Glass Fusion | Tilton School

Glass Fusion

By: Bryan Geary

Sitting in a ceramics classroom turned glass fusion studio, Sara

Thibeault ’23 pondered a truly existential question: What is art?

“Art is everything,” she replies with a smile. “How’s that?”

In this space, and in this class, the evidence to support her answer is all around. It started when Arts faculty member Tyler Goodwin polled the student body to gauge interest in new elective classes for the upcoming year. Glass fusion was listed along with additional possibilities like Art History and Printmaking.

“I just threw out some classes I was interested in teaching,” says Goodwin. “The responses from the students were like: ‘Yeah, Art History? Snooze. Printmaking? Yeah, we’ve tried that before. Glass fusion? Well, that’s cool. That’s different.’”

Despite his interest in bringing a glass fusion class to Tilton, Goodwin hadn’t gone through the formal training yet. So, he signed up for a weekend intensive three-day workshop which mostly covered the basics. Glass fusion is the process of taking (typically) three-inch sheets of glass and stacking or arranging them together to make a design. Students use special tools to break the glass sheets into different shapes, allowing them to create an illustration or just a pattern.
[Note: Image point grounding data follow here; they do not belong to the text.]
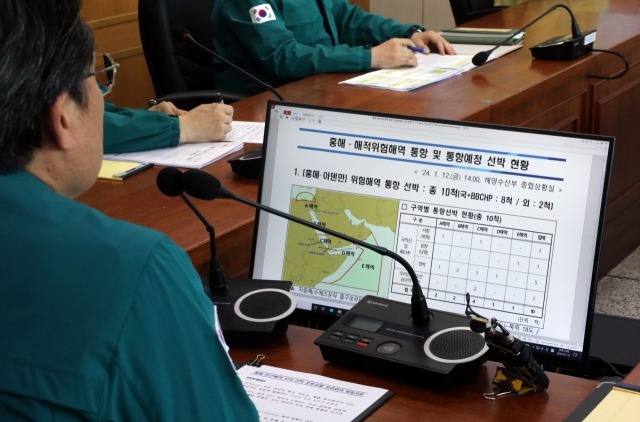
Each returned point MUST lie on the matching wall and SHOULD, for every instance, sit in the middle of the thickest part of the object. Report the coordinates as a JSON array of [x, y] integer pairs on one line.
[[115, 27]]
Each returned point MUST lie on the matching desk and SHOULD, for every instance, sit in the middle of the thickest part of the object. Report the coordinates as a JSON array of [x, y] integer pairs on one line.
[[513, 90], [462, 402]]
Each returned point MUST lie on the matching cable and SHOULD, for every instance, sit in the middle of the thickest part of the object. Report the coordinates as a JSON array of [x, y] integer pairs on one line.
[[626, 64], [608, 365]]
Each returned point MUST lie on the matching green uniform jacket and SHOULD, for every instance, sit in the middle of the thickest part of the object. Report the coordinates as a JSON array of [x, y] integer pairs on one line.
[[103, 320], [301, 41], [129, 130]]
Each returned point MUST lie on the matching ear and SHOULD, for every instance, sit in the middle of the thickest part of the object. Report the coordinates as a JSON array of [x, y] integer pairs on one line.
[[57, 123]]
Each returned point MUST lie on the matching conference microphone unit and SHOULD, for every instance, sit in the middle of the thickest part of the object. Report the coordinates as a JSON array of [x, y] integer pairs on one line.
[[250, 312], [183, 35], [438, 347], [566, 47]]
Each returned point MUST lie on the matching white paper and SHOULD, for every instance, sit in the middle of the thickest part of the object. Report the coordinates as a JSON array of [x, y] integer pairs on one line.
[[195, 155], [281, 395], [431, 68], [247, 132]]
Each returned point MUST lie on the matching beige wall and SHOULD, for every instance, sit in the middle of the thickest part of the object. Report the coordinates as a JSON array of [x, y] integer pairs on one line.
[[432, 14], [115, 27]]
The glass is then placed in a mold (typically a bowl or a tray) and fired in a kiln. The temperature varies

depending on what students want the end result to be. For instance,
at 1300 degrees, the glass mostly stays as it is, but softens around the edges as it pools together. Raise the temperature to 1400 degrees and the components melt out further and begin to mesh with one another. Inherently, there is a lot of creativity and experimentation in the process— multiple means to different ends — and that’s how he sold students on his first attempt at teaching the class.

“From the start,” Goodwin says, “I told the kids, ‘Look, I have limited experience with this, but I’m excited to see what we can do.’” What he got in return was a group of students who were excited to take risks, to try something new, and to not always know how it was going to turn out. “I decided to approach the class without a set curriculum,” he continues, “and our experience was much richer because of that.”

One example of this fluidity is the added wrinkle of teaching the course with the perspective of a ceramics teacher. Rather than limit the students to the basic molds he had used during his workshop, Goodwin challenged students to incorporate their ceramics skills into their glass work and make their own molds out of clay.

“The possibilities really become endless in terms of what we can do by making our own molds,” Goodwin says. One student has used this part of the process to make pendants of different shapes and size, while other students were creating custom molds to use as pieces of larger glass compositions. “We always talk about healthy risk taking and trying new things. This is a perfect example — the worst thing that happens is that the glass cracks and we find a creative way to re-use it. That’s really cool and freeing.”

Talking as she works on her latest nautically themed composition, Thibeault deftly breaks her glass into the desired shapes. In her hand is a piece that had broken off another student’s project. “I saw it and thought, hey that’s really cool. I could totally use that on mine,” she says. “You have a few things to work with and with those you can do literally anything.”

It’s the last period of the day on a Friday as Thibeault quietly goes about her work. While she’s choosing to be here, it’s important to note

that she’s doing so without any academic credit at stake. The Glass Fusion class ran during the Winter Trimester, but for Thibeault and at least one other student, that wasn’t nearly enough time to get their fix, so now she comes back two days a week during her free period to keep trying new things.

“It’s not a normal class, it’s more like an experiment,” she says. “It feels more worldly — you’re using skills and thinking about things that you wouldn’t use in a math class, but you would in real life.”

In here, art can be anything she wants it to be.